We were celebrating tonight, so I wanted to try and make something a bit special, without doing anything too complicated. Puff pastry always feels indulgent, and as it turns out both Jus Roll and Tesco’s own ready-made pastry are accidentally vegan – hooray!
I found this recipe and adapted it. It’s basically a sheet of pastry brushed with vegan pesto and topped with roast veg. Instead of brushing with egg I used chickpea water, and I didn’t bother with anything to replace the cheese that the original recipe had. I did however add lots of babyleaf spinach.
When it came out of the oven after about 20 minutes I sprinkled on a few seeds and served it with salad topped with chickpeas and the cashew ranch dressing I had made yesterday.
It turned out really well. Easy to make, and the pesto added lots of flavour. I’m not going to get into the habit of cooking pastry on a regular basis, but this was great for a treat.

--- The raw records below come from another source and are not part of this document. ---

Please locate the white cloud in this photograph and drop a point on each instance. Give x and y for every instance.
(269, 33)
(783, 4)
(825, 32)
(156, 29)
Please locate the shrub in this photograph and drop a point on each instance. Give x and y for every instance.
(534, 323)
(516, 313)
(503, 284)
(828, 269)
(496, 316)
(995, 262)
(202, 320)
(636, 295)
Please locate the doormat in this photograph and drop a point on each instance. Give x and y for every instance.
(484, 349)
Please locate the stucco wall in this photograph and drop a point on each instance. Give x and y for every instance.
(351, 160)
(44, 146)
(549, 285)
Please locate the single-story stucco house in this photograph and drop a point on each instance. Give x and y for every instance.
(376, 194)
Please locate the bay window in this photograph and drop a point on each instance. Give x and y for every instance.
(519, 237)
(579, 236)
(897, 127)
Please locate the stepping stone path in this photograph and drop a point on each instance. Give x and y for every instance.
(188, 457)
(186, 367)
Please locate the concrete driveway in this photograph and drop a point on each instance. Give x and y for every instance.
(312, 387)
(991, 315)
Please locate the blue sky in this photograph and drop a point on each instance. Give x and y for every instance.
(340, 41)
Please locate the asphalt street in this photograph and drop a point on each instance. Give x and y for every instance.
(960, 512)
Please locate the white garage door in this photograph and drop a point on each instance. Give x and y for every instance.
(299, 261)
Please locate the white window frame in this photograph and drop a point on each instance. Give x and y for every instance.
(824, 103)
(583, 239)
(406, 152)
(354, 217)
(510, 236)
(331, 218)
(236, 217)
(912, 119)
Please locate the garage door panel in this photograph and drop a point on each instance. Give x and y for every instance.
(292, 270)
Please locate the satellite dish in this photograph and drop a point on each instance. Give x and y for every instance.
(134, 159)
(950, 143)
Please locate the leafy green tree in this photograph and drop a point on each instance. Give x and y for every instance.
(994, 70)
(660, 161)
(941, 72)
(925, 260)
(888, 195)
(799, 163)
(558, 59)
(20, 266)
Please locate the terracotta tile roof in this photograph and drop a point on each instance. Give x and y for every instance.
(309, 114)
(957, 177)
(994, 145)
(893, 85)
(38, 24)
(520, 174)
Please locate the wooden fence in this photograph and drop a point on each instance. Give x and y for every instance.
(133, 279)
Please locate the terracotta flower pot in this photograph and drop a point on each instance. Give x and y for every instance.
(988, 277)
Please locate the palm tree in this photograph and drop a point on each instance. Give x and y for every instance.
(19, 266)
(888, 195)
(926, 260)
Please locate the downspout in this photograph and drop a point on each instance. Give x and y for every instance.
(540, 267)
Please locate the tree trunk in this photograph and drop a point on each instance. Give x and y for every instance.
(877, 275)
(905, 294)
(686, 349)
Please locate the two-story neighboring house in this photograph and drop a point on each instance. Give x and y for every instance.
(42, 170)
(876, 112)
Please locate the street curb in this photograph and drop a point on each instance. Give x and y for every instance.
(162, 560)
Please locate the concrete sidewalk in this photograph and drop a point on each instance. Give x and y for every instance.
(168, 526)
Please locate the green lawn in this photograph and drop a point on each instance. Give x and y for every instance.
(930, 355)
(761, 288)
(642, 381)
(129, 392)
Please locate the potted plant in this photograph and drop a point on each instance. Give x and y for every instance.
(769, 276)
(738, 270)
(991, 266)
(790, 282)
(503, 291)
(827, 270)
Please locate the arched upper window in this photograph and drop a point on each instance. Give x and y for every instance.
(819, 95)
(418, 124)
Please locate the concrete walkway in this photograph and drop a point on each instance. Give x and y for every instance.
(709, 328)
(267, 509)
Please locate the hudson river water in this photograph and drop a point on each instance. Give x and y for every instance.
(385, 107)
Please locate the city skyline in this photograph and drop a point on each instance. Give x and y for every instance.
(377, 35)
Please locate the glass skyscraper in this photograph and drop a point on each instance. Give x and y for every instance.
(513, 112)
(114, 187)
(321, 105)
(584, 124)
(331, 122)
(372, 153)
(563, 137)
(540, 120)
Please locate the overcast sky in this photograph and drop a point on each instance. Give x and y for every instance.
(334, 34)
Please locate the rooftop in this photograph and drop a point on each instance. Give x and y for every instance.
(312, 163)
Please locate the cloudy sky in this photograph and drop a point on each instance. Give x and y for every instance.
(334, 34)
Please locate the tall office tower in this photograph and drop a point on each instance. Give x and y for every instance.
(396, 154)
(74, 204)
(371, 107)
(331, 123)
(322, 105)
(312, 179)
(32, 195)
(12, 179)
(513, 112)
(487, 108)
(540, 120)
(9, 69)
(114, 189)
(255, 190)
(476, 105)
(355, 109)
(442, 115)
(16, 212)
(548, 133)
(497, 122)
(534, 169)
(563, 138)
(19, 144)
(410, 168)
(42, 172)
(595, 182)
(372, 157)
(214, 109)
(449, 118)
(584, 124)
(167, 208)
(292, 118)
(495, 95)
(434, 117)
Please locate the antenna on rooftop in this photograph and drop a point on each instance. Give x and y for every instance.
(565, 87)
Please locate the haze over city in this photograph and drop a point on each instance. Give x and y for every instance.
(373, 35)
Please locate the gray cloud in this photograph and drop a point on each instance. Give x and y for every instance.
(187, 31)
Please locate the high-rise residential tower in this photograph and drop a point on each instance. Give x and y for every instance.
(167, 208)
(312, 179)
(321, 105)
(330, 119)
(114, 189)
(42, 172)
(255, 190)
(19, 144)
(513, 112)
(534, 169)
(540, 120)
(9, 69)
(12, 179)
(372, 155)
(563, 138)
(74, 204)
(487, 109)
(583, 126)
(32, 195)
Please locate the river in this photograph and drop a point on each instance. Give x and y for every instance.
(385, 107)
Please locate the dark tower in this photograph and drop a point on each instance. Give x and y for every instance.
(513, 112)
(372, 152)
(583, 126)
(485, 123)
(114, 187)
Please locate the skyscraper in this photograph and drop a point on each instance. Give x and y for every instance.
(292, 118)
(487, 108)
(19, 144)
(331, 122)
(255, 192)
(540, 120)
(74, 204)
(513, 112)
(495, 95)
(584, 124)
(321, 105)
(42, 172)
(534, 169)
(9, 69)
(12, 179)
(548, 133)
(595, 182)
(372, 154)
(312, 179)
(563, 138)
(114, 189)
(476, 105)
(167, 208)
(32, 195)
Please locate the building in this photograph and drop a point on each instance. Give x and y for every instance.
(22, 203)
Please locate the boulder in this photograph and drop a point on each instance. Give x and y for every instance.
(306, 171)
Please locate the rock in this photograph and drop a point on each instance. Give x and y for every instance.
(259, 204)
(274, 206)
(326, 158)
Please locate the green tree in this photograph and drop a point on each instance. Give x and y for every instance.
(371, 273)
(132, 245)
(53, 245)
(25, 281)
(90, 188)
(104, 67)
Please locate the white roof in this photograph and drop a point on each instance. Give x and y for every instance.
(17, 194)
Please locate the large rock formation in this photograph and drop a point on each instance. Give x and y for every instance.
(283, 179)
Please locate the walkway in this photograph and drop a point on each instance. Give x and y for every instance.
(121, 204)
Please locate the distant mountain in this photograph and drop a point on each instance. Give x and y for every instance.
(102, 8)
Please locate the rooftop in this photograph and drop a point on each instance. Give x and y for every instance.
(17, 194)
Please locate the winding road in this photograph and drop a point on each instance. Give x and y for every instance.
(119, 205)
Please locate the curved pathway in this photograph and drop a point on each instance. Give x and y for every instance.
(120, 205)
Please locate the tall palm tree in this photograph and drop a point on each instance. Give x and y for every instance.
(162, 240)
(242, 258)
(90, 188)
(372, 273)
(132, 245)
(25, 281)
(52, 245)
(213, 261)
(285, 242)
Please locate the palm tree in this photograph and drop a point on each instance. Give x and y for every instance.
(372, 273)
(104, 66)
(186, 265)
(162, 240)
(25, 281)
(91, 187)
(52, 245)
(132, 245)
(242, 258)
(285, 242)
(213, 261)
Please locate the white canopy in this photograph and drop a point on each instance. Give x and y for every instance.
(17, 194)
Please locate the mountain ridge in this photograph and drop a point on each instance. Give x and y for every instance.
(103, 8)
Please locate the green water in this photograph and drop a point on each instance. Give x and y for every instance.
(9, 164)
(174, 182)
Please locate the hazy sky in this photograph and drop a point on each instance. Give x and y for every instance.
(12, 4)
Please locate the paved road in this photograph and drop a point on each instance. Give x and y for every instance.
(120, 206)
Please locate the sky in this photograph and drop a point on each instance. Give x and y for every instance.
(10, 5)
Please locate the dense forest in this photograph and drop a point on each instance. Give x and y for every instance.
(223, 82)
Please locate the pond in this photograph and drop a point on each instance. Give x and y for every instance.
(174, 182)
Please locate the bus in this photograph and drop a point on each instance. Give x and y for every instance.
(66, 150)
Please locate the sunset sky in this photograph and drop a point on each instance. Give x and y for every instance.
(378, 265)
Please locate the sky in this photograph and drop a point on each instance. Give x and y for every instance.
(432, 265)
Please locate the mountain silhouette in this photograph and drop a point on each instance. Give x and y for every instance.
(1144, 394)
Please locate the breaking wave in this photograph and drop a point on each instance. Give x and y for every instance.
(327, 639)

For desert I had bought some caramel pecan vegan ice cream from Tesco, made by a company called Perfect World. I had also picked up some raspberries on special offer to go with it
I had lots of chickpea water left over so thought I would experiment with meringues to go with the ice cream and fruit. It did not go well. I was hopeful at first, they whipped up really nicely in the food processor, and even looked good going into the oven. However, after a few minutes they collapsed into a watery mess. I think the problem was that I had experimented using stevia instead of sugar, which I had read was possible for meringues. I’ll try them again sometime with sugar.
However, Perfect World caramel pecan ice cream was really good – a really good flavour, good consistency, and lots of crunchy nutty bits. It’s also low in sugar – even better! All the vegan ice cream I have tried so far has been excellent, and this was no exception.